After the “end of the summer season” the occupation “press” decided to admit a fairly obvious fact: the coastal waters of Crimea this year were filled with the maximum number of jellyfish, sometimes literally turning the water into jelly.
The occupiers do not name the reasons for the total “sea jelly”, but they mainly come down to the absence or degradation of treatment facilities in the Crimean coastal cities and towns and runoff into the sea from agricultural lands; this gives a surge in plankton, which is eaten by jellyfish, performing the function of “natural orderlies”.
The situation with coastal ecosystems was also negatively affected by the undermining of the Kakhovka hydroelectric power station dam by the aggressor, and the accident with the Russian “Volgoneft” tankers near the Kerch Strait. Humanity has not come up with any real means of “fighting jellyfish”: catching them, due to their mass scale, is useless, and any chemicals are guaranteed to destroy the remains of marine ecosystems along with the jellyfish at the root.
In their permanent “optimistic role”, the occupiers promise to “solve the problem”, referring to the talking heads from the Rostov Azov-Black Sea branch of the Russian federal research institute of fisheries and oceanography.
But even they, in addition to the tragicomic advice on “changing the salinity of the Azov Sea” and discussions about “designing the installation of barrier nets”, on which they massively launder the corresponding funds, cannot offer anything intelligible.
By the way, local businessmen tried to install similar nets in the sea on the beach of Olenivka (Kara Adzhy) this year, but this project ended rather sadly: the nets immediately clogged and became a source of stench from decomposing jellyfish.

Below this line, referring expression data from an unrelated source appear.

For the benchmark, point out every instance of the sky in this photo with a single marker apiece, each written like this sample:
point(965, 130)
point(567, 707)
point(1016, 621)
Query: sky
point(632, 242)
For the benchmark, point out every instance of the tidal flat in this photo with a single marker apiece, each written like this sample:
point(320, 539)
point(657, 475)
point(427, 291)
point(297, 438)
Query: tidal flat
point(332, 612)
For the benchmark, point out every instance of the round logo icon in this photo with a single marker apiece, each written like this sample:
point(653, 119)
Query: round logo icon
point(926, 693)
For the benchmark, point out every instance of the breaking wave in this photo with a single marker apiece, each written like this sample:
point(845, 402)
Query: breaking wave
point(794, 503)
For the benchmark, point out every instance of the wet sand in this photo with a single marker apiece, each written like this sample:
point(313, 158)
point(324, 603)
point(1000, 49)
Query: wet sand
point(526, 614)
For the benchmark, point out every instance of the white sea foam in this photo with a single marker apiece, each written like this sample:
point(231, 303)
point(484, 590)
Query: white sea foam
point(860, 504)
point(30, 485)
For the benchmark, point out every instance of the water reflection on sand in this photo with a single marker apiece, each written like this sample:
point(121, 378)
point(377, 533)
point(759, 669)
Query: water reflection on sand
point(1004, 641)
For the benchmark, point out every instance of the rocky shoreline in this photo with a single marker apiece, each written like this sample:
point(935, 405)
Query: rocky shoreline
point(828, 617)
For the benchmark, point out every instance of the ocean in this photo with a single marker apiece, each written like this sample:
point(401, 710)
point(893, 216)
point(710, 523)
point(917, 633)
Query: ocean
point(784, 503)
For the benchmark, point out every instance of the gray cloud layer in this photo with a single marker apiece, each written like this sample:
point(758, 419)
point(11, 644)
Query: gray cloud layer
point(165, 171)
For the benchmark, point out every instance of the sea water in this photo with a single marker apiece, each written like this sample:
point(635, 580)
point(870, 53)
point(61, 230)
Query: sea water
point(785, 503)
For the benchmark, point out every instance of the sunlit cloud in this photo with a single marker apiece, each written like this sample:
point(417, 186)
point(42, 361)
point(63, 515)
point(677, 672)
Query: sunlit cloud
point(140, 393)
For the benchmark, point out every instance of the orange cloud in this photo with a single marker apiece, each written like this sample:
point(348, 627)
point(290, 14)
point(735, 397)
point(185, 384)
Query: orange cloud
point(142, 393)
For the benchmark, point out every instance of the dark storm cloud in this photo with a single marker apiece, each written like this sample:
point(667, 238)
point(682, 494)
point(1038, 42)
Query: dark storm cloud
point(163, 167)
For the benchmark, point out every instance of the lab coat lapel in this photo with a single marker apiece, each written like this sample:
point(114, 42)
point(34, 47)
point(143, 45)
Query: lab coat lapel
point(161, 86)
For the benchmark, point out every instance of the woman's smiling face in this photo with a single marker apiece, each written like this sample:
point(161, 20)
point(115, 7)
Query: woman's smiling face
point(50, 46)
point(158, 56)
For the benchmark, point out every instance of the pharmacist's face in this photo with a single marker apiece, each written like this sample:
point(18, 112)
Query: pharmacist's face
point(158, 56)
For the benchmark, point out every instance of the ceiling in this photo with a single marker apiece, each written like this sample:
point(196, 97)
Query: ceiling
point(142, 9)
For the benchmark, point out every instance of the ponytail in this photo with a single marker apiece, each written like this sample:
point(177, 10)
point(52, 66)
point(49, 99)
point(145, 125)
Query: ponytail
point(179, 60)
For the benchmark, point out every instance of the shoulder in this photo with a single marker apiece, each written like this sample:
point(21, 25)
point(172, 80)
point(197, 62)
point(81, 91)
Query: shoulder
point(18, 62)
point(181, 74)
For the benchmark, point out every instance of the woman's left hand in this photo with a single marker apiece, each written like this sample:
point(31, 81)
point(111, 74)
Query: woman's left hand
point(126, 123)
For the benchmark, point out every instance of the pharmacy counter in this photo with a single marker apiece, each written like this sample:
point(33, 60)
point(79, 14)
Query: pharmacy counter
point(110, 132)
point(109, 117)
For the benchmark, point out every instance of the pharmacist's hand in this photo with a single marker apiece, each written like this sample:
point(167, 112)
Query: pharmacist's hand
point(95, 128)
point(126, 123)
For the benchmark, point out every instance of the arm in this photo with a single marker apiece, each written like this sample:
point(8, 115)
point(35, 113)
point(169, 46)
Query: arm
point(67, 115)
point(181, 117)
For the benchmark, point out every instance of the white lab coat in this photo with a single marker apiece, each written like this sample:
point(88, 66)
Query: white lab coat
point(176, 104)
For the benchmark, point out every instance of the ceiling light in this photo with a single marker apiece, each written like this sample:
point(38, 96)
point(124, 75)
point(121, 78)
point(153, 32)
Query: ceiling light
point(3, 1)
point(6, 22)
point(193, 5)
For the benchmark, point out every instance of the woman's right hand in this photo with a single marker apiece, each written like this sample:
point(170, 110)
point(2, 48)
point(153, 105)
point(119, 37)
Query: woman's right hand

However, the fight against “beach disasters” among the occupiers leads to fiasco in areas where reasonable steps would have yielded positive results. We are talking about the tragicomedy of the “fight against kamka” described earlier, that is, against sea brown algae, traditionally washed up en masse on the beaches of Western Crimea.
Before the occupation, utility workers from Yevpatoria and neighboring villages actively collected kamka from the coastline, achieving not only the cleaning of the beaches, but also a good income, since after drying it turns into a fairly good auxiliary building material, bought up by local enterprises.
But since “Russian legislation” prohibits the collection of seaweed for such purposes, now kamka is at best “returned to the sea”, where it rots en masse.
This year, Yevpatoria gauleiter Alexander Yuryev even publicly demanded that beach tenants “not collect algae”, threatening them with all sorts of punishments. Let us recall that earlier the Kerch “scientists” also talked about “developments in the food use of jellyfish”, but this project also “for some reason” disappeared from the public space over time.